Cancemi fece da vedetta alla squadra che piazzò e fece esplodere la bomba a Capaci che uccise Falcone, sua moglie e tre uomini della sua scorta sull’Autostrada A29. Cancemi inizialmente negò di aver partecipato all’omicidio di Borsellino, ma dovette ammettere il suo coinvolgimento quando altri due pentiti, Calogero Ganci e Giovan Battista Ferrante, lo chiamarono in causa nel 1996[2].
Cancemi ha descritto la celebrazione della vittoria seguita all’attentato di Capaci. Totò Riina ordinò dello champagne francese e mentre gli altri brindarono, Cancemi e un altro futuro pentito Santino Di Matteo si guardano scambiandosi una cupa valutazione su Riina e sul loro futuro: “Questo cornuto sarà la rovina di tutti noi”.

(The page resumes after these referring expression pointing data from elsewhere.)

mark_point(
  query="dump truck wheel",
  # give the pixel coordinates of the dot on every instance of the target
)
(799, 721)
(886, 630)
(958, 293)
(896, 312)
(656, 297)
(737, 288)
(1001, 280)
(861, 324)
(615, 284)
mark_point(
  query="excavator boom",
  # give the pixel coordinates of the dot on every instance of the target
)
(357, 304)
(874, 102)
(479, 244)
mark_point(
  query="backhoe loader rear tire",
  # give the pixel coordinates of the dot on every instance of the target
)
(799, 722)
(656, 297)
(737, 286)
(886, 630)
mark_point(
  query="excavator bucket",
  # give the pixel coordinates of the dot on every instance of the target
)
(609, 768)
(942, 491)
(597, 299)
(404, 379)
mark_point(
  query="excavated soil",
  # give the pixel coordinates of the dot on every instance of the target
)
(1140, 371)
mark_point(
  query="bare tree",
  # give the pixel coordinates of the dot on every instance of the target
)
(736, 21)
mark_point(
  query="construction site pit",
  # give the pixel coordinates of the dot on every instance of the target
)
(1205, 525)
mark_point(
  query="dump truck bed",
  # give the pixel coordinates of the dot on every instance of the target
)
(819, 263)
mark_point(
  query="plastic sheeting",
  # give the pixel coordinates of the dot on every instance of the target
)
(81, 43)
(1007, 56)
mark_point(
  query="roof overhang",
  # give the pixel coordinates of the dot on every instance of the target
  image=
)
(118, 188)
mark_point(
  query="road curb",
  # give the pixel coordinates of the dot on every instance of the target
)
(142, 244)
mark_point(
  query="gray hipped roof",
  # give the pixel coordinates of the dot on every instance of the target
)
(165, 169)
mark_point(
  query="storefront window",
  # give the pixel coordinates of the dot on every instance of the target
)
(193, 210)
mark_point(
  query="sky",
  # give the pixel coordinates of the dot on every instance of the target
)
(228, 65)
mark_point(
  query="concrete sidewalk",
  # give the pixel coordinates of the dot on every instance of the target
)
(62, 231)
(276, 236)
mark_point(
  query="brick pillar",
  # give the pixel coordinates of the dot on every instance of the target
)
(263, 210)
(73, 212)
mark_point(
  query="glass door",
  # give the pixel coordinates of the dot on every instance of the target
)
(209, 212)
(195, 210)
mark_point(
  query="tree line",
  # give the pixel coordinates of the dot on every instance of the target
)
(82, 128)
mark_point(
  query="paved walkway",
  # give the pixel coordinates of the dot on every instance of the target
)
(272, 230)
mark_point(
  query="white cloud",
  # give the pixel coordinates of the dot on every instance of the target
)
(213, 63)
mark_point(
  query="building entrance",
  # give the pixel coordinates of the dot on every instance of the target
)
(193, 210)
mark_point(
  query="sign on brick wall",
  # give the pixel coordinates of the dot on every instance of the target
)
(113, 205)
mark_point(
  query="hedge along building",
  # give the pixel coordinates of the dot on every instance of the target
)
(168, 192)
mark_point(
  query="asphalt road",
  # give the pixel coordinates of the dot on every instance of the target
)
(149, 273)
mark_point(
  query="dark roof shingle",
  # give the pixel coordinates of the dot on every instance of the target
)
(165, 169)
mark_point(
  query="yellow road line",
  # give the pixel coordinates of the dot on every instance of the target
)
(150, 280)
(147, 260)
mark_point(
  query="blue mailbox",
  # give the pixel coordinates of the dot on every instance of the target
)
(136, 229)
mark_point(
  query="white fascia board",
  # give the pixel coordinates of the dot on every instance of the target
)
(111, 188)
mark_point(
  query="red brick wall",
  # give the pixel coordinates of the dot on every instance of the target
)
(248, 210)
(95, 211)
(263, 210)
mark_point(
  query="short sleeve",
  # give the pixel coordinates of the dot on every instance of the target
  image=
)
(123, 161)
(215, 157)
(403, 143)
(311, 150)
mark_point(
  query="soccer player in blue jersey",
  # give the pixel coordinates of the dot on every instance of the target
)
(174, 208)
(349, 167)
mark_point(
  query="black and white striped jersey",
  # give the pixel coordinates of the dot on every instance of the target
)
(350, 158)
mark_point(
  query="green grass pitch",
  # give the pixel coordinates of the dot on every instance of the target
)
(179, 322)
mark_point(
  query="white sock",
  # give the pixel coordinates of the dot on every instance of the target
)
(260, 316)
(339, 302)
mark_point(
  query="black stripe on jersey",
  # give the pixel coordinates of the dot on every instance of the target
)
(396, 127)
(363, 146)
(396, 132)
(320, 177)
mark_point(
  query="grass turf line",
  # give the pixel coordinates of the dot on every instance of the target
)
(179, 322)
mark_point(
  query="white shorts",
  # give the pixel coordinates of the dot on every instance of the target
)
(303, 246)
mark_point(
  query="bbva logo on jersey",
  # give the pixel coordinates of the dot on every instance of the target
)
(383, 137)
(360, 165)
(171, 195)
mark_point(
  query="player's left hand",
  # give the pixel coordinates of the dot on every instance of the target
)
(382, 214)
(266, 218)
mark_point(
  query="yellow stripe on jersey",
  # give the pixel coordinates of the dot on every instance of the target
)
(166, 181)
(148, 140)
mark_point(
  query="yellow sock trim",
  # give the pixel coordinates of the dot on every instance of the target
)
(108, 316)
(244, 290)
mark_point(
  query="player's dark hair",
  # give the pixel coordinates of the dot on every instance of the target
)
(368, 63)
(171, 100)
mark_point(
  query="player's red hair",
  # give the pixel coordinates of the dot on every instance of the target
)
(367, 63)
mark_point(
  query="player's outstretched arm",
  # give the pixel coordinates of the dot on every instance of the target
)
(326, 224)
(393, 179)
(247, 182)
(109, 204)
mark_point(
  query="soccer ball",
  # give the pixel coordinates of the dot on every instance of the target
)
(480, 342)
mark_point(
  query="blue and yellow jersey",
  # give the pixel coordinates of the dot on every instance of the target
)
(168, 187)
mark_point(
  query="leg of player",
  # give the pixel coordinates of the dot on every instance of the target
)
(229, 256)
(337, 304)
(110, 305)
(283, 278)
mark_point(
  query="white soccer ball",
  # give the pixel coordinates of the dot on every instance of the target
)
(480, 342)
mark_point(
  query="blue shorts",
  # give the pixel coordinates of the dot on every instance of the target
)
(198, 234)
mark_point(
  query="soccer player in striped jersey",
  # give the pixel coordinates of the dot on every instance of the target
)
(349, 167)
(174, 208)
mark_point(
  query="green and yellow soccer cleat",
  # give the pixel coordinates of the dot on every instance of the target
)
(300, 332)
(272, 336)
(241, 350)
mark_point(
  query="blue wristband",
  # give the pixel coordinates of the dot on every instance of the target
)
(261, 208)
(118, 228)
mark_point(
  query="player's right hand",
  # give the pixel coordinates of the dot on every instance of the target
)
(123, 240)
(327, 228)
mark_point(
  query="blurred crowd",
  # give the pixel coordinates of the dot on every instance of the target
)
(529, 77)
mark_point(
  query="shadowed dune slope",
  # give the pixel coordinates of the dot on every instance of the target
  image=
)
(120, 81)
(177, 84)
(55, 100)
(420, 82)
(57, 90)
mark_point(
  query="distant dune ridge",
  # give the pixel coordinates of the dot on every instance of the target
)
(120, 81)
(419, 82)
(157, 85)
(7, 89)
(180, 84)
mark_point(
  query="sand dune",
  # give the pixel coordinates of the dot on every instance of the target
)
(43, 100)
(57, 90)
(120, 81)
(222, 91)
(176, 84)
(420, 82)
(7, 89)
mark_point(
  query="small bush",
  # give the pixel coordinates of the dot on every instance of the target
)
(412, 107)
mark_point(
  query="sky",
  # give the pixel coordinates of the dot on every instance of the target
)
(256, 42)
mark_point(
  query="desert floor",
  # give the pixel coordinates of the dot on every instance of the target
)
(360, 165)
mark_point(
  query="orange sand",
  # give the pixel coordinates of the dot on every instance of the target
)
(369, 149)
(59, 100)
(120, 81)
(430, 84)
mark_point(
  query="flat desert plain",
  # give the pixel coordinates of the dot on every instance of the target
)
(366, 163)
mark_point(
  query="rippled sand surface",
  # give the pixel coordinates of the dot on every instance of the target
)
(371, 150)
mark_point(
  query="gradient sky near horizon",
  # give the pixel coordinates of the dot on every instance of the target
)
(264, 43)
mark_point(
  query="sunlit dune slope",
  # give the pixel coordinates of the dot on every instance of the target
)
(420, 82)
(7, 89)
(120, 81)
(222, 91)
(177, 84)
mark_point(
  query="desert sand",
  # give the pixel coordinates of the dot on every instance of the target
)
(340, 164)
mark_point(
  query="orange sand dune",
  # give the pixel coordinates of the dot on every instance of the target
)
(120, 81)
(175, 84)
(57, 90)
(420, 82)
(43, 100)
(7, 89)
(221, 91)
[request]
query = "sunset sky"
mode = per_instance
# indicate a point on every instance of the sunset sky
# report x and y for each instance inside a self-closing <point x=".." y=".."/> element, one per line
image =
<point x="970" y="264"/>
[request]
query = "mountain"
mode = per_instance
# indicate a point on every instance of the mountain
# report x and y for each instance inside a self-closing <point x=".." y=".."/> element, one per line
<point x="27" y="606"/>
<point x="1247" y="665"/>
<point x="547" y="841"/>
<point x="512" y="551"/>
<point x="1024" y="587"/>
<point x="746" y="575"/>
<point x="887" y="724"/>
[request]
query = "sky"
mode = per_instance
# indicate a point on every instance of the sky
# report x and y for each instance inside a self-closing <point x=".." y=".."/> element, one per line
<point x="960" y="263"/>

Il 22 luglio 1993 Cancemi si consegnò spontaneamente ai Carabinieri di Piazza Verdi a Palermo, dichiarando che la mattina successiva avrebbe dovuto incontrarsi con il latitante Pietro Aglieri, capomandamento di Santa Maria di Gesù, per poi raggiungere Bernardo Provenzano in una località segreta, offrendosi di aiutarli ad organizzare una trappola; l’informazione però venne considerata non veritiera dai Carabinieri, i quali erano convinti che Provenzano fosse morto poiché dopo un decennio la moglie e i figli erano tornati a vivere e a lavorare a Corleone, decidendo quindi di non sfruttare l’occasione[1]. In seguito, Cancemi rese dichiarazioni sull’organizzazione delle stragi del ’92 e ’93, sulla trattativa Stato-mafia e sui rapporti dell’organizzazione con Marcello Dell’Utri e Silvio Berlusconi. Riina era stato arrestato il 15 gennaio di quell’anno e i suoi seguaci intensificarono la strategia terroristica avviata l’anno prima con l’uccisione di Falcone e Borsellino dopo la conferma della sentenza del Maxi Processo.